Herndon covered all this with a disclaimer of suspicion.

“This undersigned judge is not saying that a deposition will uncover facts such as these in Hale v. State Farm, and it is just these kinds of allegations that have been made by the plaintiffs, but if a deposition does not occur it is certain that such facts or anything close to it will never be uncovered or disproven," Herndon wrote.

“If a party is not allowed to pursue in discovery the facts that may support its theory because the assertion of privilege is allowed to hide those facts from that party and the public, then the federal rules are rendered useless.”

He held that Shultz must answer questions about conversations with anyone from State Farm or acting on its behalf, or with conspiracy defendants William Shepherd and Ed Murnane.

“He further may be asked questions regarding his decision making process regarding the issue of the recusal and why he chose not to recuse from the screening of Karmeier and Maag and whether he consulted anyone on that issue,” Herndon wrote.

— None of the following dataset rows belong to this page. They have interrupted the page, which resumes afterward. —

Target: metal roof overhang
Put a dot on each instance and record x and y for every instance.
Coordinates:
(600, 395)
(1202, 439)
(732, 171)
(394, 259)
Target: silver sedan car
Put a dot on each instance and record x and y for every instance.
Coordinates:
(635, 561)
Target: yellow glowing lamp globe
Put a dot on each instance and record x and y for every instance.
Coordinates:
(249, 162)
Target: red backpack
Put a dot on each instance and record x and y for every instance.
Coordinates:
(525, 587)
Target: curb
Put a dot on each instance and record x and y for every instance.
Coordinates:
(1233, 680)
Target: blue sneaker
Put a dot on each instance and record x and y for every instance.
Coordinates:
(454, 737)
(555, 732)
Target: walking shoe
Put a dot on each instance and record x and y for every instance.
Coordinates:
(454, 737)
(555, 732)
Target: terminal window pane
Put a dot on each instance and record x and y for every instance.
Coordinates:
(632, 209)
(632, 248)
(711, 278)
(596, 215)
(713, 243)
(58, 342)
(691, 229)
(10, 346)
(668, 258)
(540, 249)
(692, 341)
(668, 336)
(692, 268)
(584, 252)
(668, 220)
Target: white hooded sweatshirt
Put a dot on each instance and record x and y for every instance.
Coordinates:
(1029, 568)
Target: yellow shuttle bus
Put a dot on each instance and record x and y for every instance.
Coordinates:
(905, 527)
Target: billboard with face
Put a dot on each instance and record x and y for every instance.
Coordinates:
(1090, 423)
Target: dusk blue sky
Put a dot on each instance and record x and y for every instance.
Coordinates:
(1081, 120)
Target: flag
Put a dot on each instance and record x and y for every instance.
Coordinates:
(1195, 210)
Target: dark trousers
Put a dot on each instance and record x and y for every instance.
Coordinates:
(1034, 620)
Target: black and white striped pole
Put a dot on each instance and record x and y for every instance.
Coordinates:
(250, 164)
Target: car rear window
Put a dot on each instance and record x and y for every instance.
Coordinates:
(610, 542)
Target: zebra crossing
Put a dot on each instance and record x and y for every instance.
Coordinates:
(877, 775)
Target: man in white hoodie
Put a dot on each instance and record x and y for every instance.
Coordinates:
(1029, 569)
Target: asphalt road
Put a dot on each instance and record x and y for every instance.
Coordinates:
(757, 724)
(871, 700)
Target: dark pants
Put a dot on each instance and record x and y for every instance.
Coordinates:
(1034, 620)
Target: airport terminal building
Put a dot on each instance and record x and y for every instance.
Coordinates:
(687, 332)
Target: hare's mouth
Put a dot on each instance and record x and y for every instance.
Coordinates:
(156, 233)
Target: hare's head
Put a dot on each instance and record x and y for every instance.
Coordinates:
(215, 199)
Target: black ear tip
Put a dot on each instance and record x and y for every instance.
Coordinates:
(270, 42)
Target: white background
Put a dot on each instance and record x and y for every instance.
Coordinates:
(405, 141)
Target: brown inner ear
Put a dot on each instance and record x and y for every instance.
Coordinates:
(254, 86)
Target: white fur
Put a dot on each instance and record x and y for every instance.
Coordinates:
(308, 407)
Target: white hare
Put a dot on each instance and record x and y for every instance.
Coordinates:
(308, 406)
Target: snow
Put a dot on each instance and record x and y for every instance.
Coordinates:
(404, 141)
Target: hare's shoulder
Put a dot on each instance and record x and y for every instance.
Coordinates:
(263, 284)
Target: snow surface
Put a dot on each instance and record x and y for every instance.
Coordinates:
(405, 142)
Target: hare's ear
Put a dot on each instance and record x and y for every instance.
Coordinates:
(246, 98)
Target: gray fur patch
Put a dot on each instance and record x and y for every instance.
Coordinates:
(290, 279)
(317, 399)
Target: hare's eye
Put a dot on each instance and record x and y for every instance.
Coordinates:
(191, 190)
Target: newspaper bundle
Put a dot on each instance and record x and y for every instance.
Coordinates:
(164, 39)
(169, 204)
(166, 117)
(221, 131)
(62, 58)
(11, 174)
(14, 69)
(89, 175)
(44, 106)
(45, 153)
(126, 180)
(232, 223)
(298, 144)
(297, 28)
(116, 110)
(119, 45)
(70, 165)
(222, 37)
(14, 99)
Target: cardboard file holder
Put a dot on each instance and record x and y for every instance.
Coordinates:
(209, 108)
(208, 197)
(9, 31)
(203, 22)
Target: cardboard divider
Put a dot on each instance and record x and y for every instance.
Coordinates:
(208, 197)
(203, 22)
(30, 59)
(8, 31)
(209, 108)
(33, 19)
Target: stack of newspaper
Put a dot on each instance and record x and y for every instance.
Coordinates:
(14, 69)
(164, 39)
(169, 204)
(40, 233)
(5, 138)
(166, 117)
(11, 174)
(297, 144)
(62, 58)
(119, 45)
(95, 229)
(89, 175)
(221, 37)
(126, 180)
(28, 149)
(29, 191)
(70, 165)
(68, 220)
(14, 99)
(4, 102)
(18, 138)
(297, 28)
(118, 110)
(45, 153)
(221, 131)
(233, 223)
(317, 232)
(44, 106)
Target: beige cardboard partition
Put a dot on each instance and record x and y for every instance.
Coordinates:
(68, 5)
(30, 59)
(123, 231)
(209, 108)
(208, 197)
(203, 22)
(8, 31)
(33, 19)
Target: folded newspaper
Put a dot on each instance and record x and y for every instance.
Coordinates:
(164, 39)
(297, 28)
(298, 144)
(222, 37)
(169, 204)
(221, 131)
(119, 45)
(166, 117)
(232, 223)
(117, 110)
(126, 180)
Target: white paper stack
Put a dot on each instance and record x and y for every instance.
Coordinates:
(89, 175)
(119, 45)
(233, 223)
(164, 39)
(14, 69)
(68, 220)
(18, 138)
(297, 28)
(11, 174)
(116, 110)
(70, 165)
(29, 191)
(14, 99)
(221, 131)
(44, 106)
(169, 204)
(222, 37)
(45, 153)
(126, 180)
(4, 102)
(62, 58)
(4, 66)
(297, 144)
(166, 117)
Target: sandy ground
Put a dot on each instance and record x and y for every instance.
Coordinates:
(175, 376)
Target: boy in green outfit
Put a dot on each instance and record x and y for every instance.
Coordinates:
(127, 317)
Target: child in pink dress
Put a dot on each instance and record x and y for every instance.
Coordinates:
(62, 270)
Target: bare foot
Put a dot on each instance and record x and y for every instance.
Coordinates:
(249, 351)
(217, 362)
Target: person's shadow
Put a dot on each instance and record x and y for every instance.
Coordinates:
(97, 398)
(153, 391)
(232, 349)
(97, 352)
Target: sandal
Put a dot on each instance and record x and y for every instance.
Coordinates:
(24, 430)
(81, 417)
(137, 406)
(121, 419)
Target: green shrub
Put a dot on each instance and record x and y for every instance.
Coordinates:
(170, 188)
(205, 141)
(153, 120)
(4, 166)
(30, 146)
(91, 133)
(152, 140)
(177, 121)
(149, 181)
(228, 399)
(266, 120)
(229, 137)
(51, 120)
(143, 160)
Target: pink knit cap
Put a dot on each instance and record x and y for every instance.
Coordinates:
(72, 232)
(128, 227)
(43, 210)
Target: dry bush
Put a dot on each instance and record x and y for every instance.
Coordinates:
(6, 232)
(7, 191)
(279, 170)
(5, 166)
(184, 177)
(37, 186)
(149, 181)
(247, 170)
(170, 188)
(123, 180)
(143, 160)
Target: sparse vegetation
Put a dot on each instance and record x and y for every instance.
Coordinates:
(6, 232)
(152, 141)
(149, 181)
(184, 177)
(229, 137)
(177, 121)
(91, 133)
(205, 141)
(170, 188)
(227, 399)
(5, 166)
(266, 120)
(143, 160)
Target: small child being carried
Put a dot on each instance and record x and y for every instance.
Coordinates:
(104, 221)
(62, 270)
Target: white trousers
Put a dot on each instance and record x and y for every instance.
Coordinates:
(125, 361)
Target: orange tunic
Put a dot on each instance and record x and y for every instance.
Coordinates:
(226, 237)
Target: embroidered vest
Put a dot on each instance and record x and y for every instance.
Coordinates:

“A fair area of inquiry may include whether he made any attempt to persuade his fellow committee members in any way and if so what his motives in doing so were and whether he was encouraged to do so by anyone acting on behalf of State Farm or any of the named defendants or unnamed co-conspirators.

“He may not be asked about the positions taken by the other screening committee members unless it is necessary to show that because he was motivated by assisting State Farm or any of the named defendants or unnamed co-conspirators, he was compelled to attempt to change the vote of a certain member or other and so the positions of other members can only be developed if the ill-motive of Mr. Shultz has first been developed.”

The original case began in 1997, in Williamson County. Lead plaintiff Michael Avery claimed State Farm supplied inferior parts for crash repair.

In 1999, after a jury trial, associate judge John Speroni entered judgment against State Farm in excess of $1 billion.

Maag and other Fifth District appellate judges affirmed the judgment in 2001.

In 2005, after Karmeier’s election, the Supreme Court reversed the judgment.

Avery sought to reopen the case in 2011, claiming State Farm concealed from the Supreme Court the extent of its role in Karmeier’s campaign.

The Supreme Court denied review.

Hale, on behalf of the same class, sued State Farm in federal court in 2012.

He claimed State Farm misled the Supreme Court in 2005 and 2011.

He seeks triple damages and interest, for a total near $8 billion.